Pour éviter la tentation de Mars, le président Woodrow Wilson impulsa la création de la Société des nations en 1918 en invoquant « une guerre pour finir toutes les guerres »

En 1928, le pacte Briand-Kellog, traité de paix signé par 63 pays « condamne le recours à la guerre ».En 1945, lors de la conférence de San Francisco, le président Franklin Roosevelt invoque la même idée pour la création de l’Onu. Mais après la Seconde Guerre mondiale, avec l’apparition de la guerre froide, le monde libre réalisa son illusion de la disparition de Mars.

Le Conseil de sécurité imaginé pour établir la paix et maintenir la sécurité avait laissé le vers s’introduire dans le fruit avec l’Union soviétique et la Chine, organismes totalitaires. L’arme atomique devenait à la fois une réussite et un échec patent. La seconde guerre du Golfe commencée officiellement le 20 mars 2003 avec l’invasion de l’Irak (dite opération Liberté irakienne) en fut le signal de l’absence d’autorisation du Conseil de sécurité et surtout avec l’apparition de justifications autant fallacieuses que criminelles.

Le déséquilibré du Kremlin s’en est inspiré en octobre 2022 en violant la notion de pays libre et des frontières internationales. Intoxiqué par la vulgate communiste, alors qu’il est sous le coup d’un mandat d’arrêt de la Cour pénale internationale, le président russe « est présumé responsable » de crimes de guerre en Ukraine pour la déportation d’enfants de zones occupées d’Ukraine vers la Fédération de Russie.
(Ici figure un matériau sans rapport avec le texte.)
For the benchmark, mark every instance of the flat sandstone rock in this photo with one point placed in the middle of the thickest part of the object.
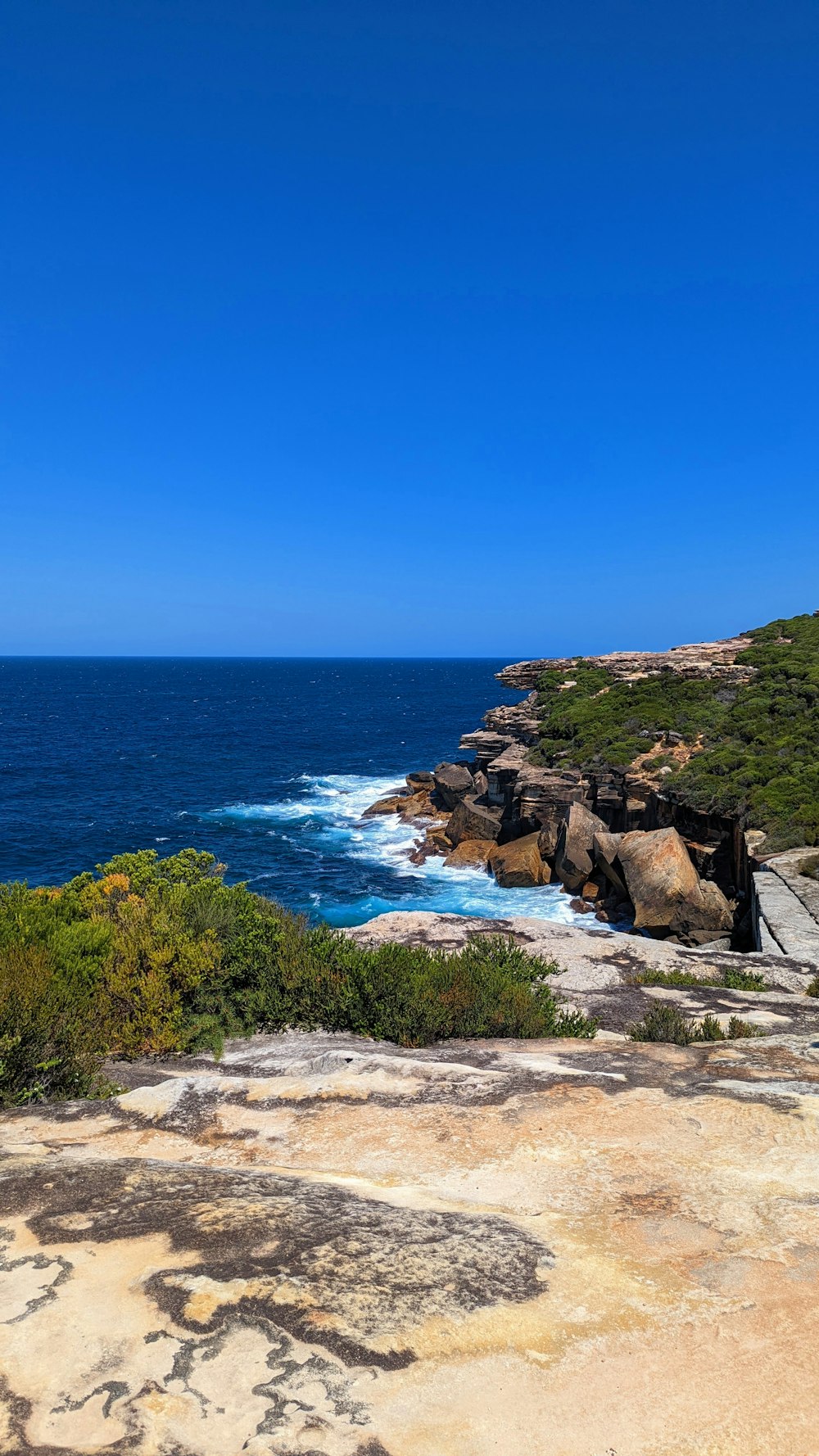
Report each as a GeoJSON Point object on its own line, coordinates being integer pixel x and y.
{"type": "Point", "coordinates": [330, 1246]}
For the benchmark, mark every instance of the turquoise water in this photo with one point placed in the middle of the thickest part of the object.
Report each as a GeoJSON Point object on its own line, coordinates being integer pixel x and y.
{"type": "Point", "coordinates": [267, 763]}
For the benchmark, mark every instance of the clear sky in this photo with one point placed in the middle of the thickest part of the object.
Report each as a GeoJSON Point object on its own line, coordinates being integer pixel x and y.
{"type": "Point", "coordinates": [437, 327]}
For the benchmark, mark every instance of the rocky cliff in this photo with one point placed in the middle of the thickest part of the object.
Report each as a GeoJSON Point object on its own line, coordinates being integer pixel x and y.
{"type": "Point", "coordinates": [604, 780]}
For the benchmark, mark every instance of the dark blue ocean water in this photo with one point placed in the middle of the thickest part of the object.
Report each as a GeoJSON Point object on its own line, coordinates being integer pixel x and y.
{"type": "Point", "coordinates": [267, 762]}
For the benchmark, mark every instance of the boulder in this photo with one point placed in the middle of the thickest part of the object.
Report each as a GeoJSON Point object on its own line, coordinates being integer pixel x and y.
{"type": "Point", "coordinates": [605, 849]}
{"type": "Point", "coordinates": [433, 843]}
{"type": "Point", "coordinates": [518, 866]}
{"type": "Point", "coordinates": [660, 879]}
{"type": "Point", "coordinates": [454, 782]}
{"type": "Point", "coordinates": [592, 890]}
{"type": "Point", "coordinates": [420, 806]}
{"type": "Point", "coordinates": [389, 806]}
{"type": "Point", "coordinates": [423, 780]}
{"type": "Point", "coordinates": [471, 853]}
{"type": "Point", "coordinates": [548, 838]}
{"type": "Point", "coordinates": [699, 925]}
{"type": "Point", "coordinates": [574, 846]}
{"type": "Point", "coordinates": [473, 820]}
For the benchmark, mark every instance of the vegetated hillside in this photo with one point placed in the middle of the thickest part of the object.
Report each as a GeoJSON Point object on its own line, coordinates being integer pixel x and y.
{"type": "Point", "coordinates": [152, 956]}
{"type": "Point", "coordinates": [753, 746]}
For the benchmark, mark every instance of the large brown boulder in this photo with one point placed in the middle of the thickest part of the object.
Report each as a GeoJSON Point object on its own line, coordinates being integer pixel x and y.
{"type": "Point", "coordinates": [576, 845]}
{"type": "Point", "coordinates": [605, 851]}
{"type": "Point", "coordinates": [454, 782]}
{"type": "Point", "coordinates": [420, 806]}
{"type": "Point", "coordinates": [518, 866]}
{"type": "Point", "coordinates": [662, 881]}
{"type": "Point", "coordinates": [422, 780]}
{"type": "Point", "coordinates": [697, 925]}
{"type": "Point", "coordinates": [471, 853]}
{"type": "Point", "coordinates": [473, 820]}
{"type": "Point", "coordinates": [389, 806]}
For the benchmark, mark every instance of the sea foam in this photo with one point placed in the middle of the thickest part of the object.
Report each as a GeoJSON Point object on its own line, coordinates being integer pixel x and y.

Poutine n’a cure de ces principes internationaux qui accordent la prééminence aux relations internationales. Sa vision géographique de la sécurité est celle de l’ours dans sa tanière ! Seul compte, un obscur désir malade de détruire pour exister ! Cet agent du KGB, émule de Staline, est obsédé par ce que Sigmund Freud nommait « le narcissisme des petites différences » : considérant dans sa petite tête préformatée KGB qu’il y aurait trop peu de petites différences entre la Russie et l’Ukraine, l’indépendance de celle-ci n’aurait plus aucune justification.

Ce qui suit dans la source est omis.